Die Bilder der verzweifelten Annika Schleu und ihres Pferdes sind noch immer präsent - doch Isabell Werth hält Pferdesport weiter für richtig. Stattdessen kritisiert die Olympiasiegerin den Modernen Fünfkampf. Dessen Regelwerk sei anders als das von Springen und Dressur "nicht mehr zeitgemäß".

Reitsport-Legende Isabell Werth hat sich gegen Vorwürfe der Tierquälerei in ihrer Sportart gewehrt. "Ich vertrete die Meinung, dass ein Pferd sehr wohl als Reitpferd als auch im Sport genutzt werden darf.

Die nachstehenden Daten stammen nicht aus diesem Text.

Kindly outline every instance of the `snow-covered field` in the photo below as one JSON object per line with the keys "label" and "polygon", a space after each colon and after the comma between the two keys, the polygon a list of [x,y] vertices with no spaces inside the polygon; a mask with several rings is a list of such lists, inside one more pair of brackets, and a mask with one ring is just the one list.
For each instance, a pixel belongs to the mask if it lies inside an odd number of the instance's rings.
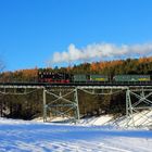
{"label": "snow-covered field", "polygon": [[[109,118],[107,118],[109,119]],[[0,152],[151,152],[152,131],[0,118]]]}

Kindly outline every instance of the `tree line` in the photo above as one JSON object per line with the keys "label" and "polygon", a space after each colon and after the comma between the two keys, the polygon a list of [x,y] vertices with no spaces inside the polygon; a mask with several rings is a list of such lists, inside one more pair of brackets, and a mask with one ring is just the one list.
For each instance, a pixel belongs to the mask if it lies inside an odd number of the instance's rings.
{"label": "tree line", "polygon": [[[37,81],[40,68],[3,72],[1,83]],[[111,78],[121,74],[152,75],[152,58],[126,59],[93,63],[81,63],[68,67],[49,67],[51,72],[72,74],[102,74]],[[13,90],[12,90],[13,91]],[[22,90],[18,90],[22,91]],[[78,91],[79,110],[81,116],[101,114],[125,114],[125,92],[115,96],[90,96]],[[31,119],[42,115],[42,90],[27,96],[0,94],[0,115],[12,118]]]}

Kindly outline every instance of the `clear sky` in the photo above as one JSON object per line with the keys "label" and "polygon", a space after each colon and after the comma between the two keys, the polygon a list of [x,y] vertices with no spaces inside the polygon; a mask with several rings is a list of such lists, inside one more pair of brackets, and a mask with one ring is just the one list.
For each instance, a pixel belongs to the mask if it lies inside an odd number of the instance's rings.
{"label": "clear sky", "polygon": [[71,43],[100,42],[152,42],[152,0],[0,0],[7,71],[45,67]]}

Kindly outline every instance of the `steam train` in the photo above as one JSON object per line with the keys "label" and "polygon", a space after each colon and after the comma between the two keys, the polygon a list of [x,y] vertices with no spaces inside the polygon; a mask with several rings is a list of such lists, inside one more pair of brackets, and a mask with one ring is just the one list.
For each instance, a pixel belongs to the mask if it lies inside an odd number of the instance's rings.
{"label": "steam train", "polygon": [[150,75],[115,75],[109,77],[100,74],[68,74],[53,72],[38,72],[39,83],[107,83],[107,81],[151,81]]}

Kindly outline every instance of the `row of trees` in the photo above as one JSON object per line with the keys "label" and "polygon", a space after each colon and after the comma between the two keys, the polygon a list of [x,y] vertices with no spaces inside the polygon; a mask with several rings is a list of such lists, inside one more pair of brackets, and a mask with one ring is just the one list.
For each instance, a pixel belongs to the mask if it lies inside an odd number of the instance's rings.
{"label": "row of trees", "polygon": [[[106,62],[93,62],[74,65],[73,67],[48,68],[51,72],[72,74],[102,74],[113,77],[118,74],[152,74],[152,58],[127,59]],[[4,72],[0,81],[37,81],[39,68]],[[13,91],[13,90],[12,90]],[[18,90],[22,91],[22,90]],[[125,92],[115,96],[79,94],[80,114],[125,114]],[[42,115],[42,90],[27,96],[0,94],[0,114],[8,117],[31,119]]]}

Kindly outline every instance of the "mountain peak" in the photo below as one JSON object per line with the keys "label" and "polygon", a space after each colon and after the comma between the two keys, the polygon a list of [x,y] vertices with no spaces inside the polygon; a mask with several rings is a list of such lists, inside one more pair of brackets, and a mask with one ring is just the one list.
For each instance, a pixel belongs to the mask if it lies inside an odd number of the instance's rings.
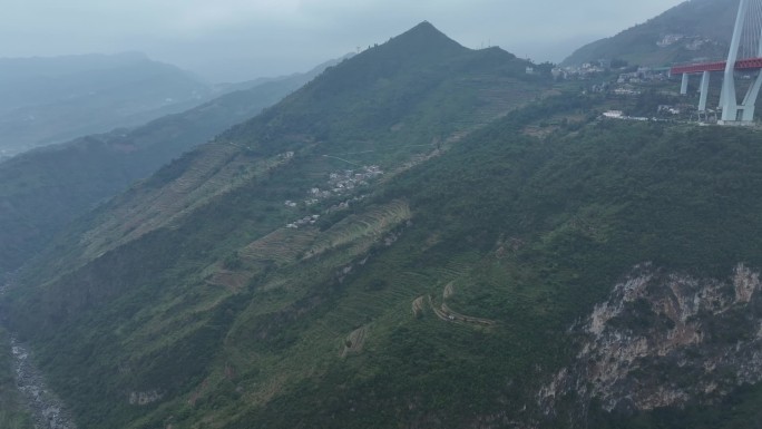
{"label": "mountain peak", "polygon": [[460,43],[450,39],[439,31],[431,22],[422,21],[400,36],[392,38],[391,47],[406,46],[408,50],[422,49],[424,51],[462,51],[466,50]]}

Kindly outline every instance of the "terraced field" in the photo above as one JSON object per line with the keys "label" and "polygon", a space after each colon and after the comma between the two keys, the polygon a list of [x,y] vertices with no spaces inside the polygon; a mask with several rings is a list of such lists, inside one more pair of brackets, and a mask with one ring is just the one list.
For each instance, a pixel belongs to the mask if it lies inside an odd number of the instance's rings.
{"label": "terraced field", "polygon": [[253,159],[241,148],[207,144],[195,153],[184,173],[159,188],[140,186],[111,203],[109,217],[90,230],[82,242],[86,255],[98,255],[150,231],[172,224],[187,213],[287,162],[275,156]]}
{"label": "terraced field", "polygon": [[349,216],[320,234],[306,251],[305,259],[318,256],[331,248],[358,243],[361,238],[375,241],[411,216],[410,207],[403,201],[394,201],[361,215]]}

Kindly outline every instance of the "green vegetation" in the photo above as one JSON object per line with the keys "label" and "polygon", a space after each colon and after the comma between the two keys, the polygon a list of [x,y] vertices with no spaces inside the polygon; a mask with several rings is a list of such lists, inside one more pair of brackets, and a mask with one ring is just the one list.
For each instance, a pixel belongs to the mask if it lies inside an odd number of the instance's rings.
{"label": "green vegetation", "polygon": [[10,338],[0,329],[0,428],[31,429],[32,422],[16,389]]}
{"label": "green vegetation", "polygon": [[224,95],[133,130],[79,138],[0,164],[0,273],[18,269],[72,220],[184,152],[257,115],[328,65]]}
{"label": "green vegetation", "polygon": [[422,23],[80,218],[1,309],[82,427],[569,427],[536,393],[634,265],[762,266],[762,146],[599,120],[525,67]]}
{"label": "green vegetation", "polygon": [[[564,60],[579,66],[600,59],[629,65],[662,67],[690,62],[695,58],[722,59],[733,35],[737,12],[734,0],[693,0],[621,33],[577,49]],[[665,37],[680,36],[680,40]],[[615,64],[613,64],[613,67]]]}

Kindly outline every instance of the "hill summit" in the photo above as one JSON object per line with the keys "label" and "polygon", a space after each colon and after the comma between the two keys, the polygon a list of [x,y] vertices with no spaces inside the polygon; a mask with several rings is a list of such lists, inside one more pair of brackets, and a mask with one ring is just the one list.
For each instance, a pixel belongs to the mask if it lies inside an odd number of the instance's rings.
{"label": "hill summit", "polygon": [[727,55],[737,0],[685,1],[610,38],[588,43],[563,61],[579,66],[600,59],[641,66],[670,66]]}

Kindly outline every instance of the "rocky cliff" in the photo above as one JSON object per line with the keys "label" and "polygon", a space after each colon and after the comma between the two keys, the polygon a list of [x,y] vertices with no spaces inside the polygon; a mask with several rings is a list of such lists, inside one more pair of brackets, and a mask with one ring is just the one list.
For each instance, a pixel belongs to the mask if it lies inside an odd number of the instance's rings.
{"label": "rocky cliff", "polygon": [[759,291],[759,272],[744,264],[725,280],[636,266],[570,329],[579,352],[540,390],[544,413],[553,416],[568,401],[580,416],[593,401],[625,413],[711,404],[740,386],[758,383]]}

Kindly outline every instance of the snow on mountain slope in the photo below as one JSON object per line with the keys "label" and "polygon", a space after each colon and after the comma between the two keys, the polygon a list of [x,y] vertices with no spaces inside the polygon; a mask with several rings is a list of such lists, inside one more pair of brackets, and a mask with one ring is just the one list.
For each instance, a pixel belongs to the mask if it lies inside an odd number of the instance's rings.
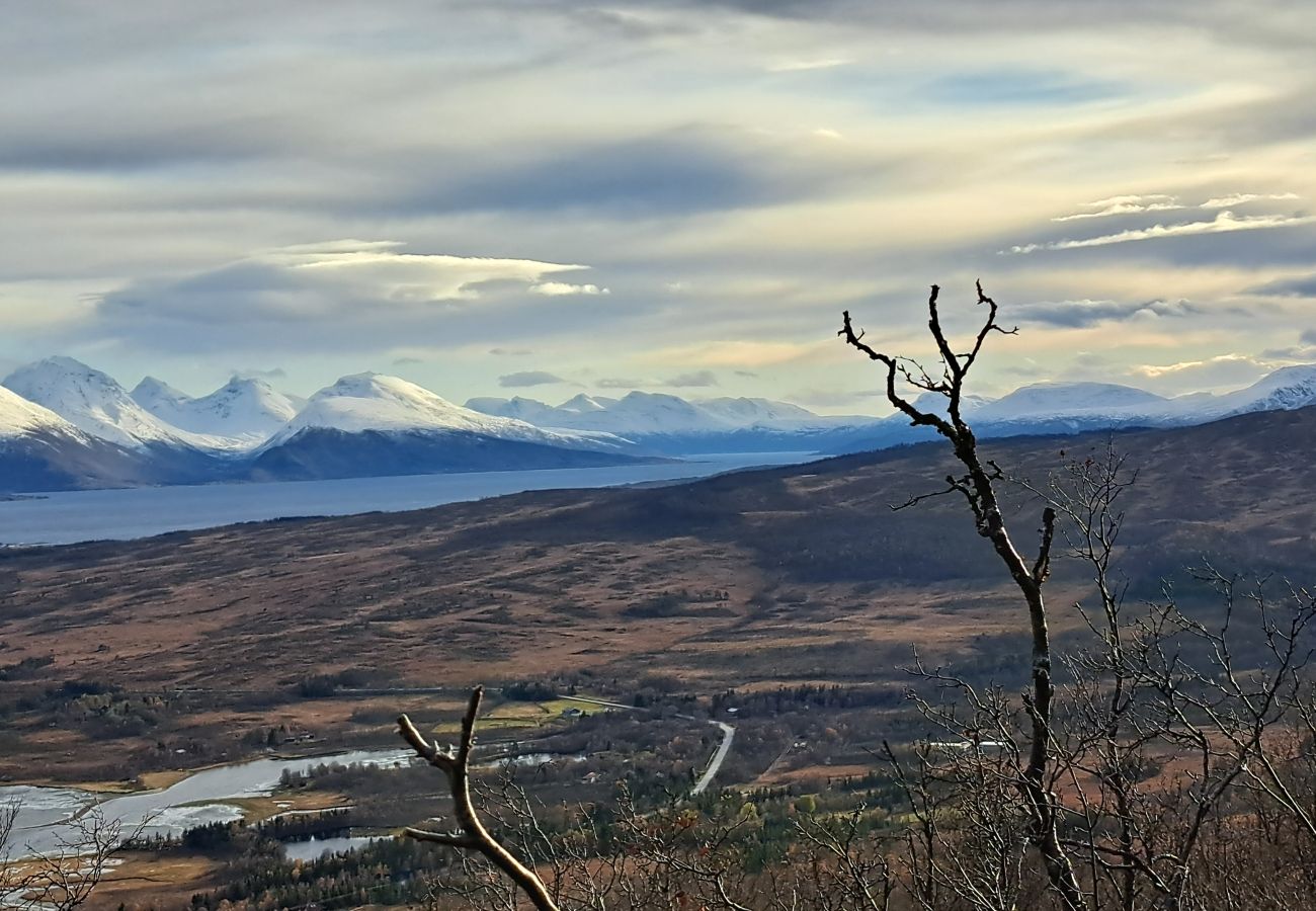
{"label": "snow on mountain slope", "polygon": [[719,399],[700,399],[694,404],[715,417],[732,421],[737,427],[744,428],[792,429],[797,427],[830,427],[846,420],[844,417],[824,417],[815,415],[807,408],[792,405],[788,402],[772,402],[771,399],[733,399],[722,396]]}
{"label": "snow on mountain slope", "polygon": [[175,427],[178,424],[171,420],[171,416],[186,409],[188,403],[192,402],[192,396],[187,392],[176,390],[163,379],[155,379],[154,377],[142,379],[142,382],[133,387],[129,396],[162,421],[174,424]]}
{"label": "snow on mountain slope", "polygon": [[558,416],[558,409],[553,405],[537,399],[525,399],[520,395],[511,399],[499,399],[495,396],[470,399],[463,407],[470,411],[478,411],[482,415],[511,417],[512,420],[525,421],[536,427],[555,427]]}
{"label": "snow on mountain slope", "polygon": [[300,411],[292,396],[265,380],[238,377],[200,399],[147,377],[133,390],[133,400],[176,428],[253,446],[268,440]]}
{"label": "snow on mountain slope", "polygon": [[0,386],[0,440],[42,432],[83,438],[83,433],[76,427],[55,412],[36,402],[28,402],[17,392]]}
{"label": "snow on mountain slope", "polygon": [[455,405],[405,379],[370,373],[343,377],[316,392],[262,449],[278,446],[312,428],[345,433],[455,430],[570,449],[624,449],[628,445],[616,437],[545,430],[525,421],[486,415]]}
{"label": "snow on mountain slope", "polygon": [[230,444],[187,433],[137,404],[112,377],[67,357],[18,367],[4,386],[49,408],[78,429],[120,446],[150,445],[225,449]]}
{"label": "snow on mountain slope", "polygon": [[1036,383],[1015,390],[971,412],[979,421],[1042,417],[1154,413],[1169,399],[1116,383]]}
{"label": "snow on mountain slope", "polygon": [[[1292,411],[1316,405],[1316,363],[1282,367],[1244,390],[1196,403],[1199,411],[1240,415],[1252,411]],[[1179,402],[1175,399],[1175,402]]]}

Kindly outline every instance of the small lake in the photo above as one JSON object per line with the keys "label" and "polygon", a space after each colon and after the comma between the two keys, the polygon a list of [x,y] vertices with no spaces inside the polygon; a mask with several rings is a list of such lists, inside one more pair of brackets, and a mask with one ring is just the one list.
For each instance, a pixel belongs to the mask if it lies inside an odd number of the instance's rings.
{"label": "small lake", "polygon": [[70,824],[97,807],[107,820],[117,820],[122,833],[146,823],[142,835],[178,836],[208,823],[242,818],[242,811],[224,800],[263,796],[279,786],[283,770],[305,771],[324,762],[374,766],[405,766],[415,753],[409,749],[357,750],[301,760],[254,760],[205,769],[159,791],[105,795],[71,787],[0,787],[0,804],[18,803],[18,816],[11,836],[12,856],[33,856],[58,850],[62,837],[74,837]]}
{"label": "small lake", "polygon": [[0,502],[0,545],[121,541],[242,521],[404,512],[530,490],[694,481],[722,471],[795,465],[811,458],[816,454],[729,453],[607,469],[62,491]]}
{"label": "small lake", "polygon": [[359,850],[371,841],[378,841],[386,836],[379,835],[341,835],[332,839],[307,839],[305,841],[284,841],[283,856],[290,861],[317,861],[329,854],[340,854],[346,850]]}

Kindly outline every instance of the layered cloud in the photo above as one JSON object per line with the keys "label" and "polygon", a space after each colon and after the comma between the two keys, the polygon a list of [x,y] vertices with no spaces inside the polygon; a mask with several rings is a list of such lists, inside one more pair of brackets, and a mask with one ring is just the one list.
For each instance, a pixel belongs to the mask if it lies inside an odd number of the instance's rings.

Allerdings sind die Pferde dann Partner des Reiters und somit kein Sportgerät", sagte die siebenmalige Dressur-Olympiasiegerin dem "Spiegel".

Den Reitsport hält Werth weiterhin für ethisch vertretbar. "Bei aller Wertschätzung und Liebe für die Tiere steht das Wohl des Menschen an oberster Stelle. Und es liegt in der Verantwortung des Menschen, mit den Tieren artgerecht umzugehen. Hier hat sich die Wertediskussion und auch die Wahrnehmung in den vergangenen Jahren deutlich verändert", sagte sie.

Der Eklat um die Fünfkämpferin Annika Schleu bei den Olympischen Spielen in Tokio hatte auch eine generelle Debatte um den Reitsport ausgelöst. Diese lehnt Werth jedoch ab und kritisiert stattdessen, das Regelwerk des Fünfkampfs sei "nicht mehr zeitgemäß", so die 52-Jährige. "Dort werden den Athleten kurz vor dem Ritt unbekannte Pferde zugelost. Ich spreche bewusst nicht von Tierquälerei, aber dass diese Regelung weder im Sinne des Pferdes noch des Reiters ist, hat sich einmal mehr gezeigt."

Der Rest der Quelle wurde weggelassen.